An Incomplete Map of
the GAN models
Guo-Jun Qi
guojunq@gmail.com
updated: March 4^{th} 2018
In this short
article, we attempt to plot an incomplete map of the GAN-family models. We focus
on the training criteria of various GAN models, which are not adapted or
modified with any additional features. For this reason, the popular GANs
like InfoGAN, conditional GAN and auto-encoder GANs are not within the scope of
our discussion in this article. In particular, we will review a generalized GAN
variant, called GLS-GAN, which unifies both Wasserstein GAN and LS-GAN
that constitute the second form of regularized GAN models in literature.
Before we move
further, let us take a glance at the map below.
Figure: An incomplete map of GANs.
To plot this map,
we need a criterion to draw the boundary between different GAN models. While
there are many criteria, we classify the GANs into two large classes based on
whether the model has “Regularized versus unregularized Modeling Ability”
[Goodfellow2014].
The unregularized
modeling ability (UMA), assumes that the discriminator of the GAN with UMA
can distinguish between real and fake examples, no matter how these samples are
distributed. This is indeed a non-parametric assumption where the
discriminator can be regressed to any arbitrary form.
In contrast, the
GANs with regularized modeling ability (RMA) resorts to a regularized
model to distinguish between real and fake examples whose distributions satisfy
certain regularity conditions.
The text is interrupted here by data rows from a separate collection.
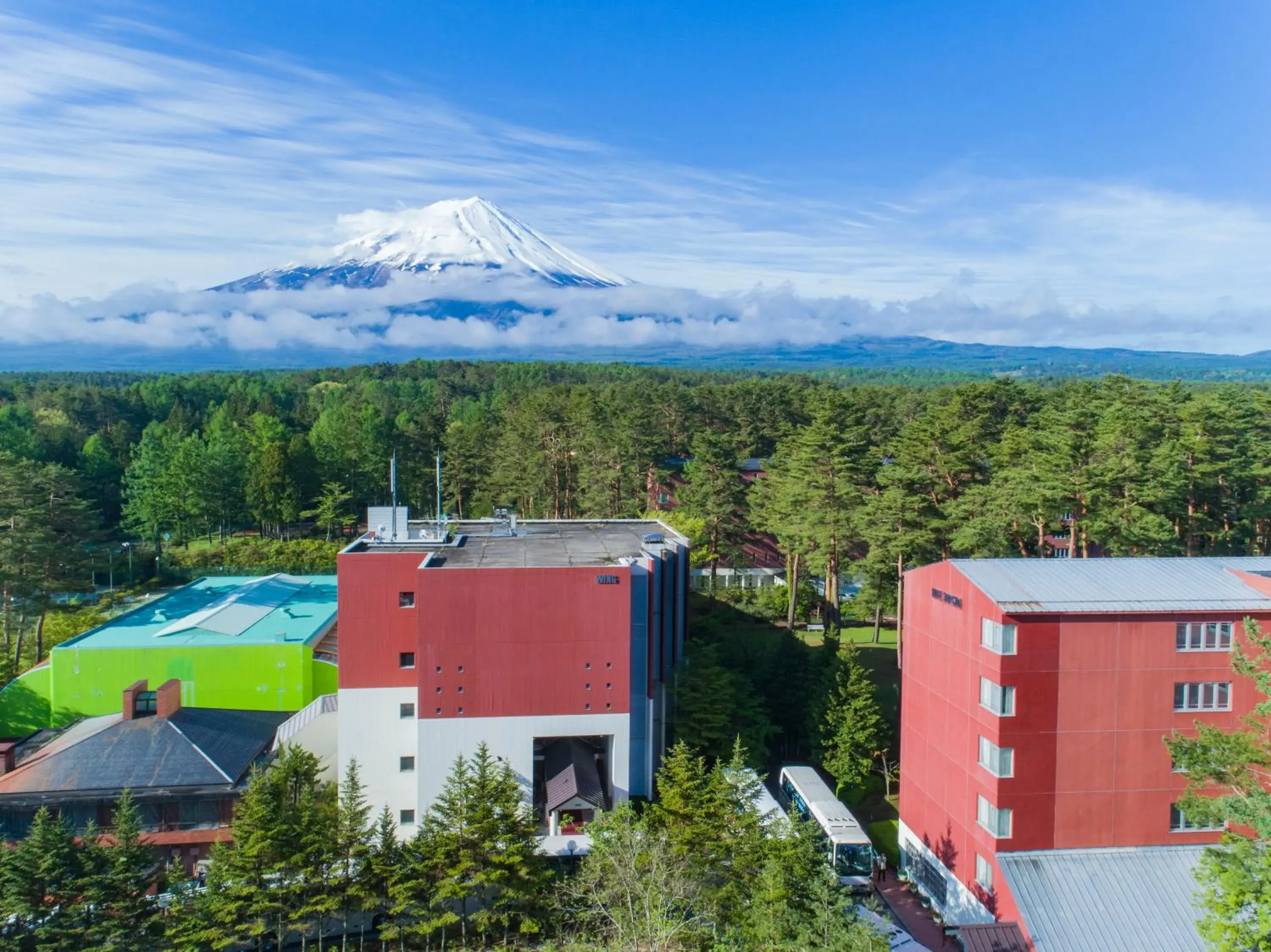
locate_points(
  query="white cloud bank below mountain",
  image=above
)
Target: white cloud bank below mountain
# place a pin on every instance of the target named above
(631, 319)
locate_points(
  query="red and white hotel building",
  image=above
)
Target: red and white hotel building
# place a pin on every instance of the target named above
(1035, 696)
(548, 641)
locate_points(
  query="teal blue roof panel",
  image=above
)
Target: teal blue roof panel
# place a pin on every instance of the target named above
(238, 611)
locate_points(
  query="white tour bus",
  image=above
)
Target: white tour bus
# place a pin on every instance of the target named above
(766, 804)
(848, 847)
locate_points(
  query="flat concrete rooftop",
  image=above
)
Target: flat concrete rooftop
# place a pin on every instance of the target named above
(537, 545)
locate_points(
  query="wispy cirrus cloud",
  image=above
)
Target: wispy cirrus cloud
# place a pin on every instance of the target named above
(133, 155)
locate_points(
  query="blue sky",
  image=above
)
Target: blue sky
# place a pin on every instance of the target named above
(1091, 173)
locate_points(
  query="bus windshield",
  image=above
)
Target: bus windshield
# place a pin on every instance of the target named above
(853, 860)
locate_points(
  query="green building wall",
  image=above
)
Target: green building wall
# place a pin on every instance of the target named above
(88, 682)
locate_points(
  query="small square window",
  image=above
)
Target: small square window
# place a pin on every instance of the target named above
(983, 874)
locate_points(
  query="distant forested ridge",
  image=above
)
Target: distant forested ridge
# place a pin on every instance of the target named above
(863, 474)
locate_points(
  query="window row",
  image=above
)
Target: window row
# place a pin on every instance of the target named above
(1190, 636)
(1203, 696)
(1203, 636)
(999, 762)
(997, 637)
(996, 820)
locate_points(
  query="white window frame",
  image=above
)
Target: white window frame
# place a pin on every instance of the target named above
(1203, 636)
(999, 762)
(991, 818)
(997, 637)
(1191, 697)
(1006, 696)
(1186, 827)
(983, 874)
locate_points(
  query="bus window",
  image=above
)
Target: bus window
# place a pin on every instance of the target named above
(853, 860)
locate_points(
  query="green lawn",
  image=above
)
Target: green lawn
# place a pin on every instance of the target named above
(860, 635)
(885, 836)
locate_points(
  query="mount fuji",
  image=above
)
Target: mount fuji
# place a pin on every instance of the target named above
(469, 235)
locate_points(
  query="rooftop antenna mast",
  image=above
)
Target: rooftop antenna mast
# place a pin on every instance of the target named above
(393, 486)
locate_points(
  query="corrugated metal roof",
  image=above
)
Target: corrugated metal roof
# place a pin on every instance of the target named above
(1119, 899)
(1120, 584)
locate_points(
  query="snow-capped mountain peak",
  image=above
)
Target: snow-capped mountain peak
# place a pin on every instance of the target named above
(444, 237)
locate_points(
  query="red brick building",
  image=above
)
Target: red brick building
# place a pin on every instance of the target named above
(1035, 698)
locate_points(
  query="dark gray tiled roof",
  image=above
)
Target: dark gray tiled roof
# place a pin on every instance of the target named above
(230, 739)
(1116, 899)
(196, 748)
(993, 937)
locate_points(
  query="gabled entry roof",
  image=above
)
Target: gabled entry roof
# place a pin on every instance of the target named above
(571, 771)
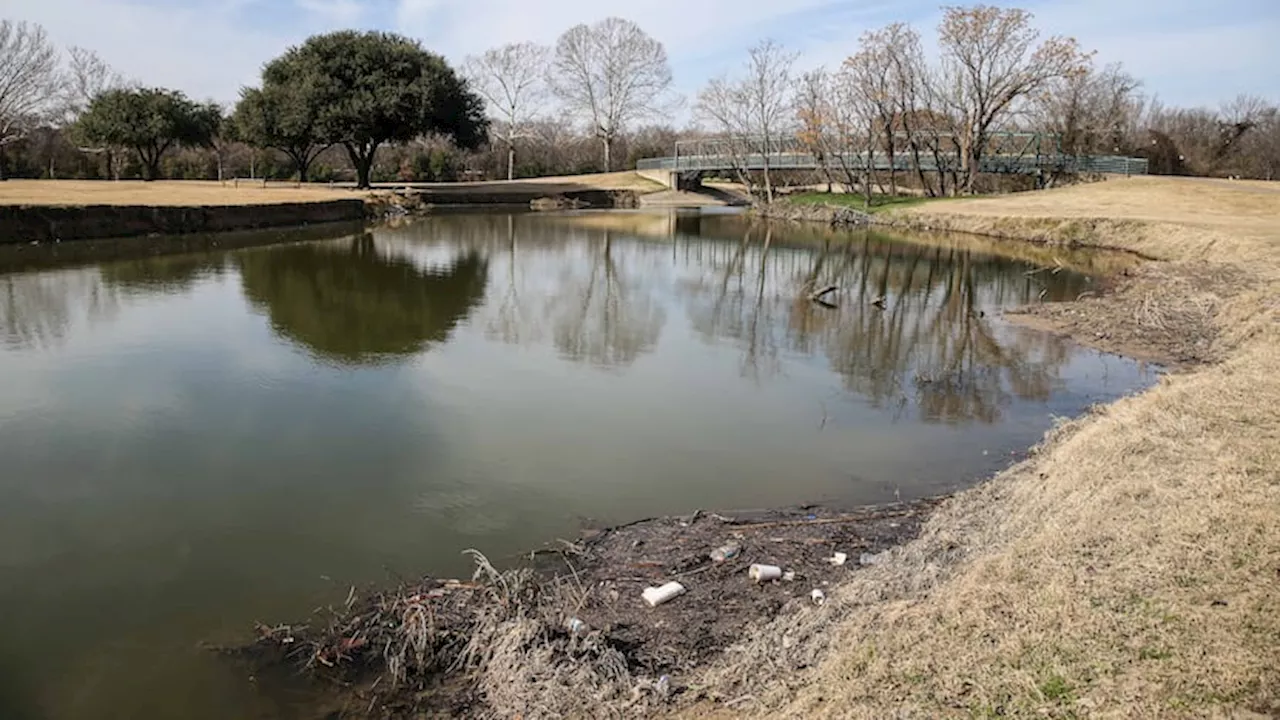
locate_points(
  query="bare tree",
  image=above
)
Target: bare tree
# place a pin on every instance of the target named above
(512, 81)
(1091, 110)
(991, 63)
(87, 76)
(872, 71)
(720, 104)
(758, 109)
(767, 95)
(816, 118)
(28, 78)
(858, 121)
(611, 74)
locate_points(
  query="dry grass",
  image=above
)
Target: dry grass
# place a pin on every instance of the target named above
(252, 192)
(167, 194)
(1132, 566)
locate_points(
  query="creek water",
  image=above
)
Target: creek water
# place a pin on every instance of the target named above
(195, 442)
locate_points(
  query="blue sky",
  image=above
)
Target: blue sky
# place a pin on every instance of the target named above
(1183, 51)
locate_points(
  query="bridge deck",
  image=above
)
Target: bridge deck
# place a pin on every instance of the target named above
(856, 162)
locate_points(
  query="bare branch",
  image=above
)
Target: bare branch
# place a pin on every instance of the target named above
(611, 74)
(28, 77)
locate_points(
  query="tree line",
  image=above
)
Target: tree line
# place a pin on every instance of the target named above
(379, 106)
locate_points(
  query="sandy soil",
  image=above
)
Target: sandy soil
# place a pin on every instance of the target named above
(251, 192)
(168, 192)
(1130, 568)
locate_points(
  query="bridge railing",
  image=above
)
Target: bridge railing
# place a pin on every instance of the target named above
(1022, 164)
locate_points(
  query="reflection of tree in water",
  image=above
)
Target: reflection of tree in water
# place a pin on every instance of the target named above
(908, 323)
(174, 273)
(39, 309)
(604, 317)
(352, 304)
(558, 278)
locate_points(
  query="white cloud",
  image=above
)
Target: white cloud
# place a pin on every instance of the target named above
(211, 48)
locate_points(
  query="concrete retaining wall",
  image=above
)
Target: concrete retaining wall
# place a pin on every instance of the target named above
(27, 223)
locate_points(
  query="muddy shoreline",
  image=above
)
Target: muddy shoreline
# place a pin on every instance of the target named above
(572, 619)
(574, 607)
(1143, 310)
(41, 223)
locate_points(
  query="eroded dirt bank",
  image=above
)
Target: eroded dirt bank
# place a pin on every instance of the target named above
(1129, 566)
(1132, 565)
(567, 630)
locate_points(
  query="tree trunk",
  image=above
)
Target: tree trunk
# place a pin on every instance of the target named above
(768, 183)
(301, 163)
(362, 158)
(150, 165)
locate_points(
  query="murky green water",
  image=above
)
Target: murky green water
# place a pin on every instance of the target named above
(190, 443)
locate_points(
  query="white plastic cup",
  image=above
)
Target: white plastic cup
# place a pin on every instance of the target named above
(657, 596)
(766, 573)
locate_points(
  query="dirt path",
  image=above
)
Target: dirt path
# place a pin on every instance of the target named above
(1132, 566)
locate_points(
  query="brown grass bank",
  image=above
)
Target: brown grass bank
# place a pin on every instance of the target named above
(1130, 568)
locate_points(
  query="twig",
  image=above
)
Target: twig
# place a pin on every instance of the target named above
(822, 520)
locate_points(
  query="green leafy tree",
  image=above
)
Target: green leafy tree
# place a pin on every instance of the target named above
(279, 117)
(368, 89)
(150, 122)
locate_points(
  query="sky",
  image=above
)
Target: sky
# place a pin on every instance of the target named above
(1184, 54)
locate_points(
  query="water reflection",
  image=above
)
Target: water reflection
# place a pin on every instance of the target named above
(37, 310)
(906, 324)
(173, 456)
(174, 273)
(351, 302)
(602, 315)
(912, 324)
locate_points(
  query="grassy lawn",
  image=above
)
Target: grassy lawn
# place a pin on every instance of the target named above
(856, 201)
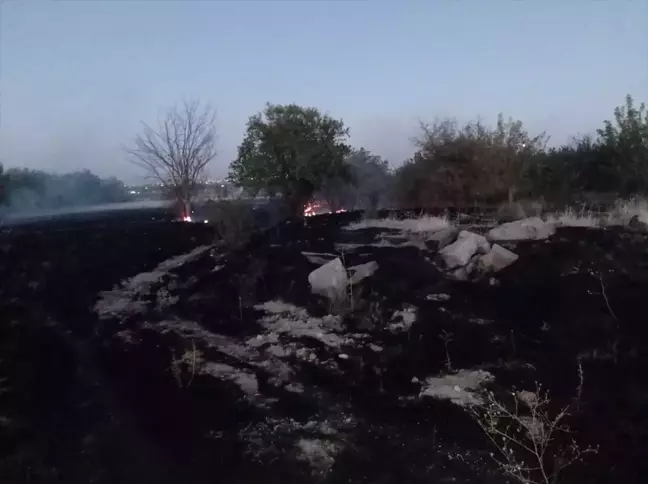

For example, both LS-GAN [Loss-Sensitive
GAN, Qi2017] and WGAN [Wasserstein GAN, Arjovsky2017] are trained in a space of
Lipschitz continuous functions, which are based on the Lipschitz regularity to distinguish
between real and fake samples [Qi2017].
The significance
of UMA and RMA is they are assumed explicitly or implicitly in theoretical
analysis to prove the consistency conjecture of a proposed GAN model,
which is the density of their generated samples match the density of true
samples.
It has been shown
[Qi2017] that both LS-GAN and WGAN are based on the Lipschitz regularity, an
assumption that the model has regularized modeling ability in contrast to the non-parametric
assumption of unregularized modeling ability used.
Class 1:
Unregularized Modeling Ability (UMA)
The first class of
unregularized GANs contain the
classic GAN [Goodfellow2014], EBGAN [Zhao2016], least-square GAN [Mao2017] and
f-divergence GAN [Nowozin2016].
In [Arjovsky2017],
it has been shown that the classic GAN and EBGAN attempt to minimize J-S
distance and total variation distance between the generative density and the
true data density, while the Least Square GAN is formulated to minimize their
Pearson divergence and the f-divergence GAN minimizes a
family of f-divergence.
Table: GANs with UMA and the distance between
distributions they minimize to learn the generator.
GANs with UMA |
Distance
between distributions |
The classic GAN |
J-S distance |
EBGAN |
Total Variation |
Least
Square GAN |
divergence |
f-GAN |
f-divergence |
Vanishing
Gradient: What is
interesting is these unregularized modeling ability GANs all suffer from the
vanishing gradient problem as discussed in [Arjovsky2015].
If the manifold of
real data and the manifold of generated data has no or negligible overlap, the
distances they are posed to minimize will become a constant causing vanishing
gradient that cannot update the generator at all. This is a problem that has
been reported in [Goodfellow2013] since the first GAN (J-S) was proposed.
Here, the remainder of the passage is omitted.